Explicación, estudio y comentario bíblico de Hechos 8:9-44 verso por verso
Hacía tiempo había en la ciudad cierto hombre llamado Simón, que practicaba la magia y engañaba a la gente de Samaria, diciendo ser alguien grande.
Todos estaban atentos a él, desde el más pequeño hasta el más grande, diciendo: “¡Este sí que es el Poder de Dios, llamado Grande!”.
Le prestaban atención, porque con sus artes mágicas les había asombrado por mucho tiempo.
Pero cuando creyeron a Felipe mientras anunciaba el evangelio del reino de Dios y el nombre de Jesucristo, se bautizaban hombres y mujeres.
Aun Simón mismo creyó, y una vez bautizado él acompañaba a Felipe; y viendo las señales y grandes maravillas que se hacían, estaba atónito.
Los apóstoles que estaban en Jerusalén, al oír que Samaria había recibido la palabra de Dios, les enviaron a Pedro y a Juan,
los cuales descendieron y oraron por los samaritanos para que recibieran el Espíritu Santo.
Porque aún no había descendido sobre ninguno de ellos el Espíritu Santo; solamente habían sido bautizados en el nombre de Jesús.
Entonces les impusieron las manos y recibieron el Espíritu Santo.
Cuando Simón vio que por medio de la imposición de las manos de los apóstoles se daba el Espíritu Santo, les ofreció dinero,
diciendo: — Denme también a mí este poder, para que cualquiera a quien yo imponga las manos reciba el Espíritu Santo.
Entonces Pedro le dijo: — ¡Tu dinero perezca contigo, porque has pensado obtener por dinero el don de Dios!
Tú no tienes parte ni suerte en este asunto, porque tu corazón no es recto delante de Dios.
Arrepiéntete, pues, de esta tu maldad y ruega a Dios, si quizás te sea perdonado el pensamiento de tu corazón;
porque veo que estás destinado a hiel de amargura y a cadenas de maldad.
Entonces respondiendo Simón dijo: — Rueguen ustedes por mí ante el Señor, para que ninguna cosa de las que han dicho venga sobre mí.
Ellos, después de haber testificado y hablado la palabra de Dios, regresaron a Jerusalén y anunciaban el evangelio en muchos pueblos de los samaritanos.
Un ángel del Señor habló a Felipe diciendo: “Levántate y ve hacia el sur por el camino que desciende de Jerusalén a Gaza, el cual es desierto”.
Él se levantó y fue.

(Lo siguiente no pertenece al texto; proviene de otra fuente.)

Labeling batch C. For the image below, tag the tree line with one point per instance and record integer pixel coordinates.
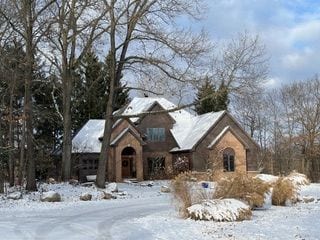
(64, 62)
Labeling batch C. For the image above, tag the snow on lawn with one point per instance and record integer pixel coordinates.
(146, 213)
(70, 195)
(220, 210)
(300, 221)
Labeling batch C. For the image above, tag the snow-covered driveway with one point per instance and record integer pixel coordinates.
(89, 220)
(144, 213)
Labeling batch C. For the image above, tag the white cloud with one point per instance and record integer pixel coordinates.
(290, 30)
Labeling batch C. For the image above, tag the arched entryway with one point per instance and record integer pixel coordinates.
(229, 160)
(128, 162)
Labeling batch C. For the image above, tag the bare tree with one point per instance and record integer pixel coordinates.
(242, 65)
(76, 28)
(144, 40)
(29, 20)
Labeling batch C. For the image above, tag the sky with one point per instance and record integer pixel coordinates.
(290, 30)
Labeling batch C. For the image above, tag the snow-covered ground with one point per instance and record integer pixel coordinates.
(142, 212)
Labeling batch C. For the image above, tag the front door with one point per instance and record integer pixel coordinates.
(127, 166)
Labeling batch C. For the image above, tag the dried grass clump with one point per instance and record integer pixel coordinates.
(181, 190)
(298, 179)
(243, 187)
(220, 210)
(284, 191)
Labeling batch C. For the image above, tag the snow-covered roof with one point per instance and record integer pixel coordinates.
(87, 139)
(187, 130)
(141, 105)
(188, 135)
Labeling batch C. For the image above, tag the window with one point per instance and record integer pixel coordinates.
(156, 134)
(156, 165)
(228, 160)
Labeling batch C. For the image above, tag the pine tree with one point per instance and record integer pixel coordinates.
(91, 91)
(210, 99)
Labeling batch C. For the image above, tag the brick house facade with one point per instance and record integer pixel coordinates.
(142, 146)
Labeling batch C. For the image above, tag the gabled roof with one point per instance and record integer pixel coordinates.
(223, 132)
(87, 139)
(188, 135)
(143, 105)
(125, 132)
(188, 129)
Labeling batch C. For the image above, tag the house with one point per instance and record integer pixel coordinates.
(142, 147)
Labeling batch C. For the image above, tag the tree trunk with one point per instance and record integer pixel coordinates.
(22, 153)
(1, 180)
(11, 159)
(31, 171)
(103, 157)
(67, 141)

Y he aquí un eunuco etíope, un alto funcionario de Candace, la reina de Etiopía, quien estaba a cargo de todos sus tesoros y que había venido a Jerusalén para adorar,
regresaba sentado en su carro leyendo el profeta Isaías.

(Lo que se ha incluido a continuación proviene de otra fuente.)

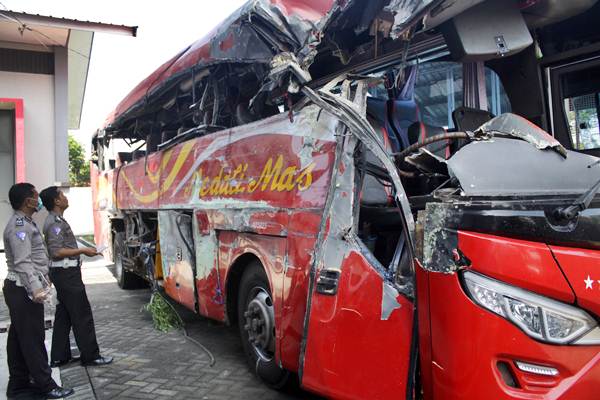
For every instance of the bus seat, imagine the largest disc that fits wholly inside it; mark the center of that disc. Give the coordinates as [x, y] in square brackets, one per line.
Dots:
[124, 157]
[404, 114]
[469, 119]
[419, 131]
[138, 154]
[167, 135]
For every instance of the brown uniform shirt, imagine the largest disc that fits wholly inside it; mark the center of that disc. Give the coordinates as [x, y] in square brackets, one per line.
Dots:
[26, 254]
[59, 235]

El Espíritu dijo a Felipe: “Acércate y júntate a ese carro”.
Y Felipe corriendo le alcanzó y le oyó que leía el profeta Isaías. Entonces le dijo: — ¿Acaso entiendes lo que lees?
Y él le dijo: — ¿Pues cómo podré yo, a menos que alguien me guíe? Y rogó a Felipe que subiera y se sentara junto a él.
La porción de las Escrituras que leía era esta: Como oveja, al matadero fue llevado, y como cordero mudo delante del que lo trasquila, así no abrió su boca.
En su humillación, se le negó justicia; pero su generación, ¿quién la contará? Porque su vida es quitada de la tierra.
Respondió el eunuco a Felipe y dijo: — Te ruego, ¿de quién dice esto el profeta? ¿Lo dice de sí mismo o de algún otro?
Entonces Felipe abrió su boca, y comenzando desde esta Escritura, le anunció el evangelio de Jesús.
Mientras iban por el camino, llegaron a donde había agua, y el eunuco dijo: — He aquí hay agua. ¿Qué impide que yo sea bautizado?
Y mandó parar el carro. Felipe y el eunuco descendieron ambos al agua, y él le bautizó.
Cuando subieron del agua, el Espíritu del Señor arrebató a Felipe. Y el eunuco no le vio más, pues seguía su camino gozoso.
Pero Felipe se encontró en Azoto, y pasando por allí, anunciaba el evangelio en todas las ciudades, hasta que llegó a Cesarea.